# Random thought/question: Is there a surefire way to know if a guy is checkin' me out?



## FatBarbieDoll (Apr 1, 2016)

I was at a fast food establishment with my boyfriend the other day and saw 3 dudes sitting at a table. 

One of them glanced at me at least twice and another guy -- or the same one, maybe -- got right behind me as soon as I went to fill up my drink.

I'd like to think I look pretty dang good and at least somewhat decent when I'm not all dolled up (clear skin, long hair, straight teeth, etc).

I'm a very reserved person who has been diagnosed with Asperger's, so picking up on cues may be more difficult for me than it is for others. I also have little relationship experience. 

A man's perspective is what's needed most here. 

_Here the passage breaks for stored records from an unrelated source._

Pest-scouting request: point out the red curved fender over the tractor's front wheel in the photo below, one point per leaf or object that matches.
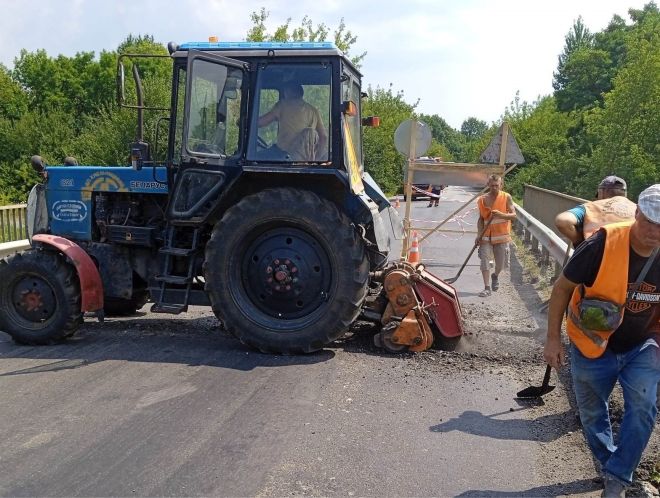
(91, 286)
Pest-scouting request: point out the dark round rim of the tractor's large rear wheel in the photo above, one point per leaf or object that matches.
(287, 273)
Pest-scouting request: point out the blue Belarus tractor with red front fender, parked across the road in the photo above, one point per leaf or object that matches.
(277, 229)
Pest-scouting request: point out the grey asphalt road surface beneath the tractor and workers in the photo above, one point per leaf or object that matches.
(157, 406)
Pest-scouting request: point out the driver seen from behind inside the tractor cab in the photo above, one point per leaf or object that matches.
(300, 133)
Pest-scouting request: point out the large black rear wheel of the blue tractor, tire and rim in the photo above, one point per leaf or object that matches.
(286, 271)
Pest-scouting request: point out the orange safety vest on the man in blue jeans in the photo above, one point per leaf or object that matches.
(611, 284)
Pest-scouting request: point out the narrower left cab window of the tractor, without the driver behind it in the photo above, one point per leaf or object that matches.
(214, 109)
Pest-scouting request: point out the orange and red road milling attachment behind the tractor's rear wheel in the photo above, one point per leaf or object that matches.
(419, 310)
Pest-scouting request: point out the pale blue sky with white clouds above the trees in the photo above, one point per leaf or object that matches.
(457, 59)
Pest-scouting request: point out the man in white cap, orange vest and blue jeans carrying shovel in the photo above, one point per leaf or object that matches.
(611, 287)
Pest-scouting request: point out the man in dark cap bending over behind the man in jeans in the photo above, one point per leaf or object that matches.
(611, 206)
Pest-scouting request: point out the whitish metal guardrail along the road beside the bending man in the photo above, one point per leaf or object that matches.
(542, 239)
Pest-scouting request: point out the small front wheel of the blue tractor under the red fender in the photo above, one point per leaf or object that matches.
(39, 297)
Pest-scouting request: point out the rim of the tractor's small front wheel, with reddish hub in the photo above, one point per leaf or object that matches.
(33, 299)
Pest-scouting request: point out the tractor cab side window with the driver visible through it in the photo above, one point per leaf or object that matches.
(291, 113)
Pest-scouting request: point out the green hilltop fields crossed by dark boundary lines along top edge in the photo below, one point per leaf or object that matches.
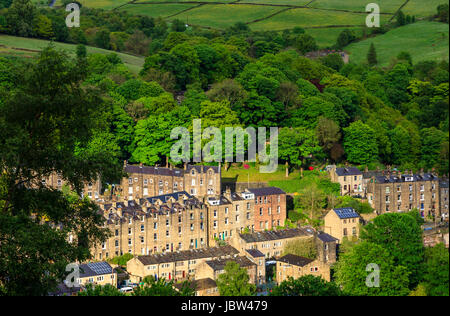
(323, 19)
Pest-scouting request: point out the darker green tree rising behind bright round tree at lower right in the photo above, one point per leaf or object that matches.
(404, 241)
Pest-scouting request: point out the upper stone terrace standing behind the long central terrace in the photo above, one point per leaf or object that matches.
(144, 181)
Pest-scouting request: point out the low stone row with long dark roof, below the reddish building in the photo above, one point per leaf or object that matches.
(270, 243)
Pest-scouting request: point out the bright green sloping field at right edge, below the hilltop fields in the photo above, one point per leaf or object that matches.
(423, 40)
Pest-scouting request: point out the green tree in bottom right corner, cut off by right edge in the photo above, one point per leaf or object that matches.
(436, 270)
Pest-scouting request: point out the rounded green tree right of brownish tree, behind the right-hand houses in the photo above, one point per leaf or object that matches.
(360, 143)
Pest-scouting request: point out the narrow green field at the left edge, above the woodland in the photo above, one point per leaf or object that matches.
(29, 47)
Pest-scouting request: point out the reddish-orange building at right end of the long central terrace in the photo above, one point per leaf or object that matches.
(269, 208)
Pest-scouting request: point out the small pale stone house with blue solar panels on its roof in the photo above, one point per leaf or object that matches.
(342, 223)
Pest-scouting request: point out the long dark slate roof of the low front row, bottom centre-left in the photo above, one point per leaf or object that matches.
(213, 252)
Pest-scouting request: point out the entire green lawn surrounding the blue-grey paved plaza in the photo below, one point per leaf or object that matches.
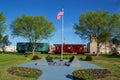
(9, 60)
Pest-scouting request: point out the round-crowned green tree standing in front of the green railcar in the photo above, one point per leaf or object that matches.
(33, 28)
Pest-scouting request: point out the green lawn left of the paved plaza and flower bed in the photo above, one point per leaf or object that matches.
(9, 60)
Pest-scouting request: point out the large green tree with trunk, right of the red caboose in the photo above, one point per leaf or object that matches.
(99, 24)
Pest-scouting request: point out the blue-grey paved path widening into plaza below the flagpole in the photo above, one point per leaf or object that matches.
(58, 72)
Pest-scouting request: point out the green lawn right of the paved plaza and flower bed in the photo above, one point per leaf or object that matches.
(112, 63)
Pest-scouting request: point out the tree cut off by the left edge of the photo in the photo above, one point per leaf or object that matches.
(3, 38)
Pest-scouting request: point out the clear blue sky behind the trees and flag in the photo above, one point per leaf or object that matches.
(49, 9)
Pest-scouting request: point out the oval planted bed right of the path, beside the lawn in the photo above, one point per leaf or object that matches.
(90, 74)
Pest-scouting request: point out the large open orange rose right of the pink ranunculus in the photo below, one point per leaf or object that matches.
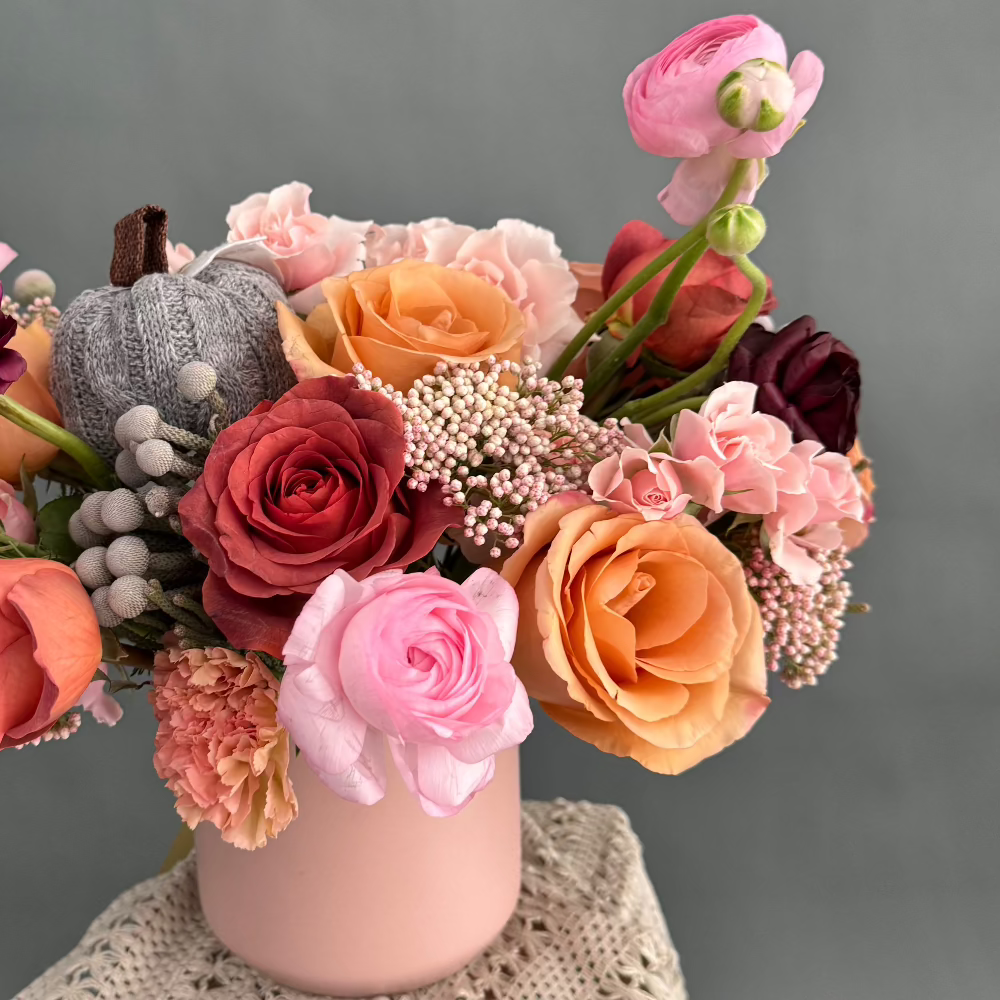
(645, 640)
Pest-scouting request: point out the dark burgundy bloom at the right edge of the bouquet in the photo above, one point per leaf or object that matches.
(810, 380)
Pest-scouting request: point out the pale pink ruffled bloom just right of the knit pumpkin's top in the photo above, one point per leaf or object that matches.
(306, 247)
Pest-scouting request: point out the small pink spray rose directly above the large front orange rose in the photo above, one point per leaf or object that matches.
(639, 482)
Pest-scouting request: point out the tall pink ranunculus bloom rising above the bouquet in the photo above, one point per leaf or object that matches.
(670, 101)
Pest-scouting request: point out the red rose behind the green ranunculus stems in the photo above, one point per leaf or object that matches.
(707, 305)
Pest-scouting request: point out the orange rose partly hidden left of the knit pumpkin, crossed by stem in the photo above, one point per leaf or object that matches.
(34, 344)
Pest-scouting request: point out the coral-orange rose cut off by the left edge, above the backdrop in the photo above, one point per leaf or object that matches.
(50, 646)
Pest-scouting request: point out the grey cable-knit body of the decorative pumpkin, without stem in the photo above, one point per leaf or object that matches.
(118, 347)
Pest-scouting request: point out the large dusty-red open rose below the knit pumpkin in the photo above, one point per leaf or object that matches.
(297, 489)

Perhaps I'm being egotistical?

Thanks.


----------



## landshark (Apr 1, 2016)

It's definitely hard to know if someone is just checking you out or if he just happened to be looking your way and then just happened to fill his drink at the same time you did. It's not egotistical to believe he was scoping you out though: it feels good to be appreciated. I'd say don't worry about it. If he was looking in your direction, especially looking away fast if you happened to look his way then he probably was checking you out. There's nothing wrong with believing this is what he was doing. 

But other than strutting up to him and asking him outright, or him initiating a conversation with you (unlikely since you were with your boyfriend) it's a matter of your mind filling in the blanks. There's really no way to know definitively what he was thinking. How you choose to interpret it is more or less up to you. I'm guessing you get checked out more than you think. I am convinced there are a lot of guys who admire BBWs even if they won't take the next step and approach them. If I had to guess you probably get some favorable looks more days than not.


----------



## FatBarbieDoll (Apr 1, 2016)

Am I just not noticing these looks? Are they THAT subtle?


----------



## landshark (Apr 1, 2016)

FatBarbieDoll said:


> Am I just not noticing these looks? Are they THAT subtle?



They certainly can be. 

Or maybe you miss them because you are not as in tune with your surroundings as you could be. How much do you notice when you are out and about? Colors of cars, weather, etc? What people are wearing, saying, etc? Do you notice little details about your surroundings or are you generally focussed solely on whatever you task at hand may be at any given time? If the latter then I'd say you are just not noticing when someone scopes you out.


----------